At four in the morning on 7 November 1982, demolition machines climbed a hill in Bowen Hills and tore down a Brisbane landmark before most of the city had woken. In less than an hour, Cloudland was gone. For more than forty years its great white arch had crowned Montpelier Heights, visible for miles, the doorway to a sprung dance floor where generations of Brisbane had waltzed, jived, and fallen in love. There was no demolition permit. The building carried a National Trust listing. None of it mattered. By breakfast there was rubble where the ballroom had stood.
What people remembered most was the floor. The dancing area sat on huge metal coil springs set beneath the bearers, so that the close-fitting boards flexed and bounced as couples moved across them. The boards ran the length of the hall and were not even nailed down. Dancers could feel the floor breathe under their feet. Above them hung chandeliers and domed skylights; private alcoves framed the edges, and a tiered upper circle looked down on the stage. Opened in August 1940 and built of Queensland timber, Cloudland had been intended as the centrepiece of a Luna Park amusement ground. The fun park never fully arrived, but the ballroom became the largest dance hall in Australia, and the most beloved.
For decades the music never stopped. Resident orchestras played formal balls through the 1940s and 1950s, debutantes were presented under crossed swords, and graduation dances spilled into the small hours. The University of Queensland even sat its examinations here, students bent over papers where dancers had whirled the night before. In the 1960s a Brisbane promoter named Ivan Dayman turned Cloudland into a pop powerhouse, hanging a great mirror ball over the floor and running midnight-to-dawn dances with rising stars. Then came rock and roll. AC/DC played here on their TNT tour in November 1975. The Clash arrived in February 1982. Skyhooks, Cold Chisel, INXS, Split Enz, Madness and Echo and the Bunnymen all crossed that bouncing stage. A teenage talent quest had once featured three local brothers who would become the Bee Gees.
The men who pulled Cloudland down were the Deen Brothers, a wrecking crew the Queensland government and developers turned to for jobs that invited protest. Three years earlier the same crew had levelled the historic Bellevue Hotel, also under cover of darkness, despite public outcry, during the long premiership of Joh Bjelke-Petersen. Cloudland fell into the same pattern: a heritage building reduced to debris before anyone could mount a defence. There had been no permit, and the National Trust listing counted for nothing against a pre-dawn start. It became a symbol of an era when Queensland's past was treated as an obstacle to be cleared, demolished first and argued about later. Midnight Oil, who had played the hall many times, set the loss to music in their song Dreamworld, a furious lament for what greed had erased.

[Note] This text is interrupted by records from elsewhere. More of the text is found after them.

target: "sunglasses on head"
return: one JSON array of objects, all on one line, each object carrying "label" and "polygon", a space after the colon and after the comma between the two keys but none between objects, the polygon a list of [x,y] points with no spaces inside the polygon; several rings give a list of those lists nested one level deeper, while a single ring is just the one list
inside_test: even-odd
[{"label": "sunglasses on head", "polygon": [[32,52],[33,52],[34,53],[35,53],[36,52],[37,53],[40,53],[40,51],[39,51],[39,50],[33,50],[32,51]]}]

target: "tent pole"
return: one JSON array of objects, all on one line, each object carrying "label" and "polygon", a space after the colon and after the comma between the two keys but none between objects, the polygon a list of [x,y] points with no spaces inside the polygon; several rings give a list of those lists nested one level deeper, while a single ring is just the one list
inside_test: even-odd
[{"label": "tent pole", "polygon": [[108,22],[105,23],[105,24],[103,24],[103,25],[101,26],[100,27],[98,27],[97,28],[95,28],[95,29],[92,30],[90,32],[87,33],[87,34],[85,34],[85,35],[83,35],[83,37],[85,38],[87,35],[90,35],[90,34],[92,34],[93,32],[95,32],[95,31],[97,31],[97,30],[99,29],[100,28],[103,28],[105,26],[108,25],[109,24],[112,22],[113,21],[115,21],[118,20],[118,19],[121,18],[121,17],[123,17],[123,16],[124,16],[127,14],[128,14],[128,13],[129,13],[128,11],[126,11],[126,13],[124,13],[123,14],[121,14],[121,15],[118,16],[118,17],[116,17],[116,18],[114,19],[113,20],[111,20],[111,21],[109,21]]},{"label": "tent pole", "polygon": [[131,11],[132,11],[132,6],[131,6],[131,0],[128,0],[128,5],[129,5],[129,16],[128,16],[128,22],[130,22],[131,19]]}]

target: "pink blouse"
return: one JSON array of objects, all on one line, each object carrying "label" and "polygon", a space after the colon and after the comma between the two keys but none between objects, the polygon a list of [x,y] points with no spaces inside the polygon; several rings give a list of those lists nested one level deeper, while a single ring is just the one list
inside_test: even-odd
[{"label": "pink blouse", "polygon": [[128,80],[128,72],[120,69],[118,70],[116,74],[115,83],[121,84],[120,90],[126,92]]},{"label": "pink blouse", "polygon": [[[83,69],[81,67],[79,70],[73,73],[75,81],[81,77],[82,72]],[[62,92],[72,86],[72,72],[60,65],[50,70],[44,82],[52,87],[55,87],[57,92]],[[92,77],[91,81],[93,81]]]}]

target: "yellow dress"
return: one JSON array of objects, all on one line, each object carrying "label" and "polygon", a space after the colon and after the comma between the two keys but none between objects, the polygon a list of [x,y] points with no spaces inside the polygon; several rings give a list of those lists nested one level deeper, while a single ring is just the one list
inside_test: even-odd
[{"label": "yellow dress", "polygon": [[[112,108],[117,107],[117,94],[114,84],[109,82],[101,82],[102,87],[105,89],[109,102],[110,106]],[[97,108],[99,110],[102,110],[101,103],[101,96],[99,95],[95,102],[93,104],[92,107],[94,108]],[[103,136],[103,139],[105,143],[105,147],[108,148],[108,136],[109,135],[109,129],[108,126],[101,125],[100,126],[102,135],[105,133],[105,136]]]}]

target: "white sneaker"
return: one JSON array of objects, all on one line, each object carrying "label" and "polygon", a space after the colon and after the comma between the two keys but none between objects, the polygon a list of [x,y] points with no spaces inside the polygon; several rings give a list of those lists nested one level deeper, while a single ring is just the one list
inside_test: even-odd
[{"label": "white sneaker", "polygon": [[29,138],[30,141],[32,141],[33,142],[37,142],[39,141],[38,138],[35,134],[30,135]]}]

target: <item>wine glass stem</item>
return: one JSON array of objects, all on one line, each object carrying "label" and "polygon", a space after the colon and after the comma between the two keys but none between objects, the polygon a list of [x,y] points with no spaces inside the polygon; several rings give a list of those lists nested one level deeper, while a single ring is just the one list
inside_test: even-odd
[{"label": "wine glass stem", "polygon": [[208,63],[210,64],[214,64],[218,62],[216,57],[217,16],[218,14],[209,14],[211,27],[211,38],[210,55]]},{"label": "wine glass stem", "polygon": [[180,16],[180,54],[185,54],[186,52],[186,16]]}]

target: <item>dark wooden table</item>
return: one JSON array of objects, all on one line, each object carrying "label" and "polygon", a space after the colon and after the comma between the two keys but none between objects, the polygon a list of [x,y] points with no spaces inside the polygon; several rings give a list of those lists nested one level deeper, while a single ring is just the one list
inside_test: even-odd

Apartments stand on the crest of Montpelier Heights now, and the funicular railway that once carried dancers up the steep slope is a memory dismantled back in 1967. Yet Cloudland refused to disappear entirely. A sculpture in Cowlishaw Street, the Cloudland Memorial Arch, echoes the shape of the lost entrance. A ballet bearing the ballroom's name premiered at the Brisbane Festival in 2004 and has since toured Europe. In 2009 a Fortitude Valley nightclub borrowed the name, and the state declared Cloudland one of Queensland's cultural icons. The building is gone, but in a city that lost it carelessly, the memory has only sharpened. Ask anyone in Brisbane old enough to have danced there, and watch their face change.
Cloudland once stood on the crest of Montpelier Heights in Bowen Hills, near 27.4477 degrees south, 153.041 degrees east, on a hilltop roughly 150 feet above the surrounding streets. The ballroom is long gone, replaced by apartments, but the elevated ridge a little north-east of the Brisbane city centre still rises clearly above Fortitude Valley. The Brisbane River loops just to the south and west. Brisbane Airport (YBBN) is about 11 kilometres north-east; Archerfield (YBAF) lies roughly 13 kilometres south-west. Best appreciated from 2,000 to 2,500 feet on a clear winter morning, picturing a white arch that was once visible for miles.